On his way to logging 93 football wins in 13 seasons at Missouri, Dan Devine took on additional chores as the Columbia school's athletic director and tapped a young coach out of Northern Iowa to rebuild the Tigers' basketball program.
Norm Stewart has never forgotten Devine giving him a big break that day in 1968.
With Missouri struggling to just six wins in 49 games the previous two seasons, the Tigers pressed to a 10-16 finish in Stewart's first season on Missouri's bench, enduring a seven-game skid marked by a spate of narrow losses. Through it all, Devine's confidence never wavered.
So when Stewart won his 600th game at Missouri -- his alma mater -- in 1997, he snatched the game ball and sent it to Devine, along with a big thanks for an accomplishment shared.
"I sent a letter expressing our feelings and my family's feelings for the opportunity he gave me," Stewart said Thursday, hours after learning 77-year-old Devine had died at his Arizona home after a long illness.
Devine's achievements were legion.
Over 13 seasons in black and gold, Devine went 93-37-7, winning two Big Eight titles and making six bowl appearances.

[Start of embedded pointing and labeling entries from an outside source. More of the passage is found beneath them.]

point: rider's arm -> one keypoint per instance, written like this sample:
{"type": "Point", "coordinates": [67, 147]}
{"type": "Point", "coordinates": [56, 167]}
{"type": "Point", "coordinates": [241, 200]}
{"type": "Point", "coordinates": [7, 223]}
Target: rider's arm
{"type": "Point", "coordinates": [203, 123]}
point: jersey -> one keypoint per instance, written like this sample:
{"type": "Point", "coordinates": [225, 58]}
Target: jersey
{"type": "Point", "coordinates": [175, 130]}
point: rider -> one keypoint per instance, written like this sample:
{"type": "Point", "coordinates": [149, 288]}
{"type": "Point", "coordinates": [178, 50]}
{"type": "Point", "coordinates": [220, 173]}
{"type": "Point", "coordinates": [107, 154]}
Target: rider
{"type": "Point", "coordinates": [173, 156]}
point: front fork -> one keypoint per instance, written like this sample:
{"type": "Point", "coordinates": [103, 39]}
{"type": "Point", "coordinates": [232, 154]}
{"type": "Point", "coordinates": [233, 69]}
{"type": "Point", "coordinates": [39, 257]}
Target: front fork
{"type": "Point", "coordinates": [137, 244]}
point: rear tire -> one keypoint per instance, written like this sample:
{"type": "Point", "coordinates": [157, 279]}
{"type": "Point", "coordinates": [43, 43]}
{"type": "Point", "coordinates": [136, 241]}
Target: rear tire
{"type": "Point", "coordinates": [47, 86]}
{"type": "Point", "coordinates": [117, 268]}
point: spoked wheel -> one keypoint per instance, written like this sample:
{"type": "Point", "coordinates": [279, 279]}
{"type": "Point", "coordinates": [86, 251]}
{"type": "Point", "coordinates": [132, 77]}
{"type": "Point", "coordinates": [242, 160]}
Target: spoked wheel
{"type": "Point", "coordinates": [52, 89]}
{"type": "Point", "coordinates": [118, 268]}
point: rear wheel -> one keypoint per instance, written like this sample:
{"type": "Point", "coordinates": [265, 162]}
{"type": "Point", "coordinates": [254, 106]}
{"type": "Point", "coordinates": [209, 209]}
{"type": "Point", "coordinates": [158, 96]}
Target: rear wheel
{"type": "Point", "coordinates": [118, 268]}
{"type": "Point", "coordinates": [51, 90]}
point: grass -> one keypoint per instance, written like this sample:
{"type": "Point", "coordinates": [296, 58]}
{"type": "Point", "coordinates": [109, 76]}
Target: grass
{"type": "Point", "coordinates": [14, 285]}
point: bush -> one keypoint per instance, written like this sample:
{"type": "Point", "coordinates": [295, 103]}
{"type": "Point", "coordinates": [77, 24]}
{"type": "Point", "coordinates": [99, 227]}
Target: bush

While bringing the first black players to Arizona State and Missouri, Devine never considered himself a pioneer in integration. Devine stepped in as Missouri's athletic director from 1967 to 1970, hiring Stewart "because I thought we needed somebody who could come in and kick some butt," he once said.
To Stewart, Devine masterfully melded a gentle touch with a firm handle on motivation.
"He had an appreciation, an understanding of young people and what their emotions were," said Stewart, who recruited Devine in the early 1990s to sit in the Tigers' locker room and on the bench to fire up Stewart's troops for a tournament. Missouri won.
"He always knew what to say and when," Stewart said.
In 1971, Devine left Missouri to coach the NFL's Green Bay Packers, going 25-27-4 in four seasons there before replacing Hall of Fame coach Ara Parseghian in 1975 at Notre Dame. In five seasons under Devine, the Fighting Irish went 53-16-1, winning three bowl games and the 1977 national title.
In 1992, he returned to Missouri as athletic director and served in the job until retiring in 1994.